Crescimento para quem? Foi isso que se perguntaram os economistas Marcelo Medeiros, professor visitante da Princeton University, e Rogério Barbosa, pós-doutorando da Universidade de São Paulo. A nota técnica a que esta coluna teve acesso com exclusividade desmonta todo o mérito econômico da ditadura. “Nossa principal conclusão até o momento é de que o crescimento de 1960 a 1970 foi altamente pró-ricos, com grandes parcelas da população tendo perdas ou permanecendo praticamente estagnadas.”
Os militares insistiram ontem em reescrever a história. A ordem do dia elogia a ditadura militar e repete o delirante argumento de que os militares defendiam a democracia quando a golpearam. É cansativo, 56 anos depois, ver as Forças Armadas se prestando a esse papel.

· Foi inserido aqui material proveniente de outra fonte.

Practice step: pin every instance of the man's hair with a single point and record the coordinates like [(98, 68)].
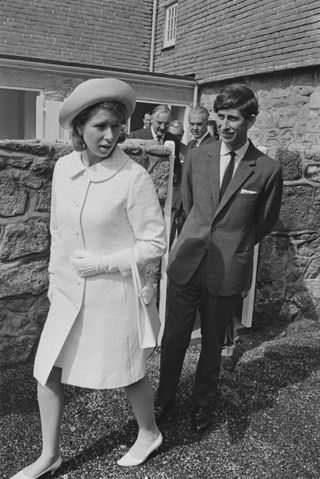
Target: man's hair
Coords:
[(161, 109), (176, 125), (199, 109), (239, 97), (213, 125)]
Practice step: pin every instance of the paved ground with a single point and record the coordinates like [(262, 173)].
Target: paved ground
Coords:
[(267, 425)]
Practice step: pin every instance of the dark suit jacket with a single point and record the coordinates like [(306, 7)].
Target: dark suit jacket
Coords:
[(146, 134), (206, 141), (228, 230)]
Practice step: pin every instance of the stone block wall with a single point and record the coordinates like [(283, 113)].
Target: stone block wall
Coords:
[(26, 169), (288, 280), (289, 113), (288, 125)]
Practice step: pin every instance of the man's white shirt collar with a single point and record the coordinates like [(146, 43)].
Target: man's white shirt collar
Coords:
[(225, 157), (239, 153), (199, 140)]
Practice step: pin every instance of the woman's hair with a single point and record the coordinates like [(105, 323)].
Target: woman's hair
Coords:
[(115, 107), (239, 97)]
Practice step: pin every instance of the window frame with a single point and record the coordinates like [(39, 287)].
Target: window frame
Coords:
[(170, 29)]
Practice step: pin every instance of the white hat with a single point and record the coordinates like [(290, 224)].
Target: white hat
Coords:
[(95, 91)]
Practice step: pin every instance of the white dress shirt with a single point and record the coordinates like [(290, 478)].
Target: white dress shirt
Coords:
[(225, 157)]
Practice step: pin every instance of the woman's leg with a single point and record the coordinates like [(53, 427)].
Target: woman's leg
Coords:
[(51, 403), (141, 398)]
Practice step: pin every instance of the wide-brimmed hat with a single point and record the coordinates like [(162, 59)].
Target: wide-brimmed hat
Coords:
[(94, 91)]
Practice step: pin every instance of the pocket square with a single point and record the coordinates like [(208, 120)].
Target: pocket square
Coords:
[(248, 192)]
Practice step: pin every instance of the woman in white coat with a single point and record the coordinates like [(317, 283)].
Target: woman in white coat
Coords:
[(104, 207)]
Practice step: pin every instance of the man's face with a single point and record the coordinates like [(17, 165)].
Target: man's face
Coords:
[(147, 120), (160, 123), (233, 127), (198, 124)]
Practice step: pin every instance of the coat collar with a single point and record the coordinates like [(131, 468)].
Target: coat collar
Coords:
[(102, 171)]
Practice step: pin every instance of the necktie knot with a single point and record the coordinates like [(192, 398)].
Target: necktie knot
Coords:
[(227, 177)]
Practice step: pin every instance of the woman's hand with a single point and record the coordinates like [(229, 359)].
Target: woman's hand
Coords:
[(147, 293), (87, 264)]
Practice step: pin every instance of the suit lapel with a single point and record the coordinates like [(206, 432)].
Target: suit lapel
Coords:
[(245, 169)]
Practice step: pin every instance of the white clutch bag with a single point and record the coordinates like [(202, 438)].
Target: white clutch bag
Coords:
[(147, 314)]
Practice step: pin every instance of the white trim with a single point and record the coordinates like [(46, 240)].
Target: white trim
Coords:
[(155, 79), (164, 261)]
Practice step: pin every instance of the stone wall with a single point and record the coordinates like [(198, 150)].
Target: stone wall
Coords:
[(25, 190), (289, 103), (288, 125), (288, 280)]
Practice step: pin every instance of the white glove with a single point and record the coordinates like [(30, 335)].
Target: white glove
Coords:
[(52, 285), (87, 264), (147, 293)]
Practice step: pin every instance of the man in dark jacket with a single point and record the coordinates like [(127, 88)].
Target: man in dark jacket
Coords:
[(231, 195), (158, 131)]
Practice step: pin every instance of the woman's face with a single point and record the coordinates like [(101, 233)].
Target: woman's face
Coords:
[(100, 133)]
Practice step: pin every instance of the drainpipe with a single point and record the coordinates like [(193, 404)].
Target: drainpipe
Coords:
[(195, 94), (153, 34)]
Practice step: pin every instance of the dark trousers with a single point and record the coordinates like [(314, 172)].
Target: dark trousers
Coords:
[(216, 312)]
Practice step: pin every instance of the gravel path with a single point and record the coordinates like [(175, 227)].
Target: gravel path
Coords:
[(267, 425)]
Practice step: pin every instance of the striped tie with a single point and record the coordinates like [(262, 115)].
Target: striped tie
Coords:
[(227, 175)]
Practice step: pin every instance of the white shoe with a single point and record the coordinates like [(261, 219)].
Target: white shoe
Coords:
[(128, 460), (54, 466)]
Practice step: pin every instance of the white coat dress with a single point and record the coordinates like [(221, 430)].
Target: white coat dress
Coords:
[(91, 328)]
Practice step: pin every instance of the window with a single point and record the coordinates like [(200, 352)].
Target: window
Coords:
[(171, 25), (17, 114)]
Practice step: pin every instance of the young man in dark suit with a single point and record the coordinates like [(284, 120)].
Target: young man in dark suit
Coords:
[(158, 131), (231, 195)]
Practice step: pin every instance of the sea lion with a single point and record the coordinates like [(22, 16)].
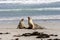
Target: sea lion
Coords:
[(21, 24), (30, 23), (33, 25)]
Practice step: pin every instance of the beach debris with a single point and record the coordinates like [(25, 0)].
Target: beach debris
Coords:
[(35, 33), (5, 33), (33, 25), (53, 35), (26, 34), (17, 35), (15, 39), (50, 39), (54, 39)]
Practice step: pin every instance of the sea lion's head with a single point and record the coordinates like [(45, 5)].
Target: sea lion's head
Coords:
[(22, 19)]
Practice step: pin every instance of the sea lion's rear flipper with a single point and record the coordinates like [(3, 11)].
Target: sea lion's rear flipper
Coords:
[(38, 26)]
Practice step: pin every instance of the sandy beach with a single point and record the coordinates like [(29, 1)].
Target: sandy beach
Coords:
[(13, 31)]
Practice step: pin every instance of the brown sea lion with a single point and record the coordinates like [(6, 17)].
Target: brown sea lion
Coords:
[(21, 24), (33, 25), (30, 23)]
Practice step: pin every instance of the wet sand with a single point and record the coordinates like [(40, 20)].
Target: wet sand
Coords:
[(7, 32), (13, 32)]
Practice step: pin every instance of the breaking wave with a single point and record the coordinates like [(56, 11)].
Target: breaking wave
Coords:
[(33, 17), (33, 9)]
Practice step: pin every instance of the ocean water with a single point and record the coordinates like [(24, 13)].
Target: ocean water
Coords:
[(39, 14)]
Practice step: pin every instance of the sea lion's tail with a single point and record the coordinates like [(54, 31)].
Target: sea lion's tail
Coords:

No domingo, depois do temerário passeio de Bolsonaro para mostrar que não seguia orientações das autoridades sanitárias do planeta, ele chegou ao Palácio e disse: “Eu estou com vontade, não sei se vou fazer, de baixar um decreto amanhã...” O decreto seria para determinar a volta de todo mundo ao trabalho contra as ordens dos governadores.

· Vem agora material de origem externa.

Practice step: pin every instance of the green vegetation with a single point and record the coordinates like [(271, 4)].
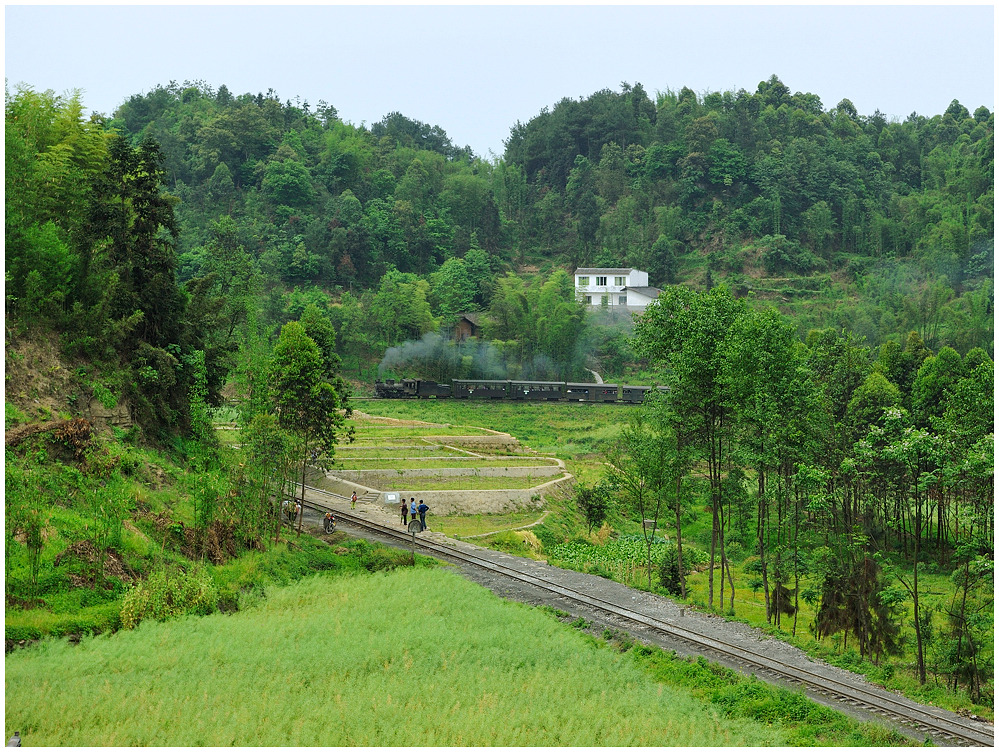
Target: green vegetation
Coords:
[(203, 256), (360, 653), (618, 550), (561, 430), (462, 483), (430, 464), (468, 525)]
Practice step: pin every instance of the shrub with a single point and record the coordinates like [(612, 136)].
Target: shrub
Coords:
[(169, 594)]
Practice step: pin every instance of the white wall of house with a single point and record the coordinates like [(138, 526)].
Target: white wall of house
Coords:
[(594, 285)]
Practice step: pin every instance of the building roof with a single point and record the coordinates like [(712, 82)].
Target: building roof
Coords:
[(650, 292), (604, 271)]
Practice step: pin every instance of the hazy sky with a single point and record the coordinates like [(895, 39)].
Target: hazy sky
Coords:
[(476, 70)]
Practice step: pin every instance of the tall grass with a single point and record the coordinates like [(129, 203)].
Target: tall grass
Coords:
[(414, 658)]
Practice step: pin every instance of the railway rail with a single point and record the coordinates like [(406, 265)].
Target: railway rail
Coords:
[(940, 726)]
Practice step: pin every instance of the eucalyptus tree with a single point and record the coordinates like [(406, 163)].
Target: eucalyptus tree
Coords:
[(647, 463), (909, 457), (307, 405), (682, 334), (774, 402)]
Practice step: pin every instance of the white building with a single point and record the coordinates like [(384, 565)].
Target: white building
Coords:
[(620, 288)]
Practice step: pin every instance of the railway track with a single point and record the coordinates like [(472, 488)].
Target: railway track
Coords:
[(945, 728)]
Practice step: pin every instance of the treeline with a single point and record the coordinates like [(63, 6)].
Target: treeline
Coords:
[(889, 224), (857, 468)]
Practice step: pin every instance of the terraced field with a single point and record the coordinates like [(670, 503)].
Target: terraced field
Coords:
[(456, 469)]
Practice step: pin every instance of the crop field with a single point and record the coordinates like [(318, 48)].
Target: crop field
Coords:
[(462, 483), (566, 430), (357, 451), (435, 462), (358, 661), (466, 525), (380, 432)]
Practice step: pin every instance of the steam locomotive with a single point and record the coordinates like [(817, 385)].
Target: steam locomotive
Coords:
[(510, 389)]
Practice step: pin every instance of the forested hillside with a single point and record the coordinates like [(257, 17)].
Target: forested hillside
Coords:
[(841, 219), (199, 248)]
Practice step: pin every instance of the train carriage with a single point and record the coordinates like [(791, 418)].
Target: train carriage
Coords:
[(578, 392), (479, 389), (537, 390), (427, 389), (637, 394)]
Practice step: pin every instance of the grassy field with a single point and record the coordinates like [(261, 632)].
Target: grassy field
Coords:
[(412, 658), (433, 463), (462, 483), (589, 430), (566, 430), (369, 451), (458, 526)]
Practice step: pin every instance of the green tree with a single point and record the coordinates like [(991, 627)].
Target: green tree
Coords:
[(307, 405), (682, 334)]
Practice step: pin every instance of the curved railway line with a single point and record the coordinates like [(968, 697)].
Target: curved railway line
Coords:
[(945, 728)]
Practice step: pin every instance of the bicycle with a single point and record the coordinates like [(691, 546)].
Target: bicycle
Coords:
[(329, 523)]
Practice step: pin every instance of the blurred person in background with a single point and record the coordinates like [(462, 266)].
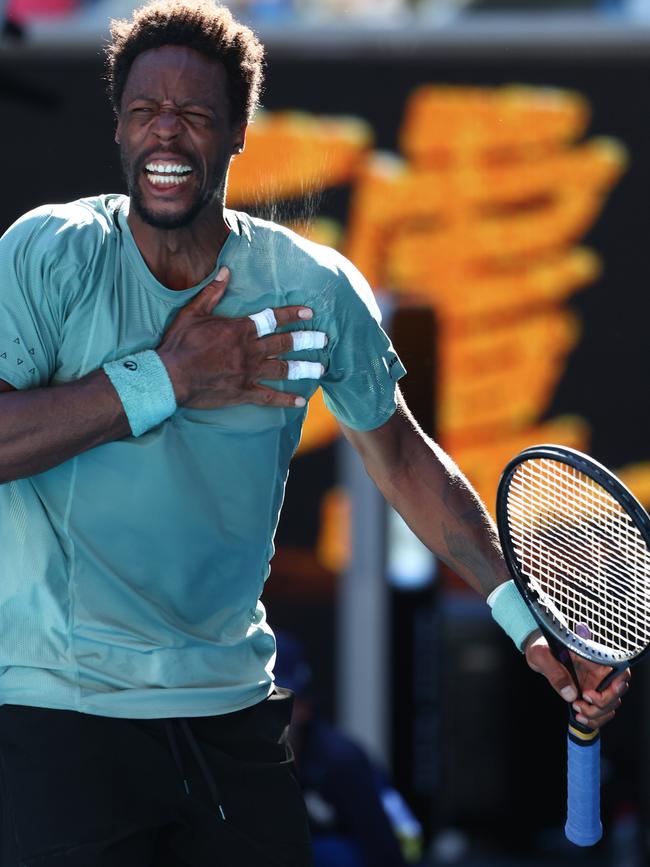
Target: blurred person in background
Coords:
[(157, 354), (356, 816)]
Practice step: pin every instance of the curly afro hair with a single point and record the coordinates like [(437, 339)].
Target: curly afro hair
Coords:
[(198, 24)]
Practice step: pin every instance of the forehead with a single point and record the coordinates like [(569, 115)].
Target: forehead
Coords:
[(178, 74)]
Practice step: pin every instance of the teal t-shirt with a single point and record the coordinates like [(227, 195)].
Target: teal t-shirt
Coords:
[(131, 575)]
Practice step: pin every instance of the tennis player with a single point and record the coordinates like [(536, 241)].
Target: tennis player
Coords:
[(157, 354)]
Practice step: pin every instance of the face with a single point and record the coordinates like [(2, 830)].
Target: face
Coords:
[(175, 135)]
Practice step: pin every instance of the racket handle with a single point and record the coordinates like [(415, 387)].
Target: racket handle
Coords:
[(583, 826)]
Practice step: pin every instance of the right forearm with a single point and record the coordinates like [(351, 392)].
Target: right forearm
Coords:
[(44, 427)]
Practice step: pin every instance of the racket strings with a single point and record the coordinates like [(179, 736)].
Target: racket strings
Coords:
[(582, 554)]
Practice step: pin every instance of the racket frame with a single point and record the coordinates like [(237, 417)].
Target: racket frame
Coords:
[(549, 624)]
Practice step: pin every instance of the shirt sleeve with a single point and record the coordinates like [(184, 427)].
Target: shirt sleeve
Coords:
[(359, 385), (28, 327)]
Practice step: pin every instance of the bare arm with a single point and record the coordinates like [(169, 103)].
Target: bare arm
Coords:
[(46, 426), (429, 491), (212, 362)]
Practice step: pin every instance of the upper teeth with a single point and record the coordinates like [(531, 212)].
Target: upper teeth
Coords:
[(168, 168)]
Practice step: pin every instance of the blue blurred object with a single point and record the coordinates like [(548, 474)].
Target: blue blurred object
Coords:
[(291, 667), (272, 11)]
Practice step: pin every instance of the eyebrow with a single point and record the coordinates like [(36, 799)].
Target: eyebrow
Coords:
[(188, 102)]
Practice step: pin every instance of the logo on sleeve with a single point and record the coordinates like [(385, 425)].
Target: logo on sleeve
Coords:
[(19, 360)]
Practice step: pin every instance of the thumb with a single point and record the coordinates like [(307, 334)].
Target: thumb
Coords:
[(208, 298), (540, 659)]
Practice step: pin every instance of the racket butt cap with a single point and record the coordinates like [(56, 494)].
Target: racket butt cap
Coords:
[(579, 838)]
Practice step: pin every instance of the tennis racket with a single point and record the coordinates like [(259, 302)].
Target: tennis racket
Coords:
[(577, 544)]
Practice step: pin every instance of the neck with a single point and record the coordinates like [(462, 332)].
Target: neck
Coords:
[(181, 258)]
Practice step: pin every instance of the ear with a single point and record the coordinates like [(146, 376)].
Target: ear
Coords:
[(239, 139)]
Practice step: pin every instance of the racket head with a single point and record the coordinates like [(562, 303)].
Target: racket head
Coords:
[(577, 543)]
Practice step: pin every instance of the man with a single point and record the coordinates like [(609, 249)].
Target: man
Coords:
[(156, 356)]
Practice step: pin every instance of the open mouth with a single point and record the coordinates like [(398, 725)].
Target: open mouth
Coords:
[(167, 174)]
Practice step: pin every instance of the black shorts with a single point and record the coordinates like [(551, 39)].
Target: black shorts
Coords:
[(90, 791)]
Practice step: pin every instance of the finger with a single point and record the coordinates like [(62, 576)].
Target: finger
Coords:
[(308, 340), (208, 298), (264, 322), (279, 369), (616, 689), (595, 723), (288, 315), (305, 370), (540, 659), (268, 397), (292, 341), (591, 713)]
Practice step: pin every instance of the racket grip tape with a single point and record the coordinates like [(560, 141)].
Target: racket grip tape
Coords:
[(583, 826)]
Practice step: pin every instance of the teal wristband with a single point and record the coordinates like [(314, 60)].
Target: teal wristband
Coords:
[(145, 389), (511, 613)]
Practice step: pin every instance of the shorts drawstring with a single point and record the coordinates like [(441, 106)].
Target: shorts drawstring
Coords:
[(208, 776)]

Perguntei ao ministro do STF Luiz Roberto Barroso se Bolsonaro poderia baixar esse decreto. O ministro disse que “formalmente ele pode”, mas que talvez o texto não prevaleça:
– A resposta à sua pergunta é: o presidente pode. O decreto vai subsistir? Vai depender do que o Supremo decidir.
Isso porque a Constituição diz que quem planeja as ações numa calamidade é o governo federal, mas em outro ponto diz que a saúde é um direito. Em outro artigo diz que em saúde pública o poder é compartilhado entre União, estados e municípios.
– As circunstâncias atuais do poder executivo federal reavivaram dois princípios constitucionais que estavam esmaecidos: a federação e a separação dos poderes, e deu protagonismo ao poder legislativo – disse o ministro.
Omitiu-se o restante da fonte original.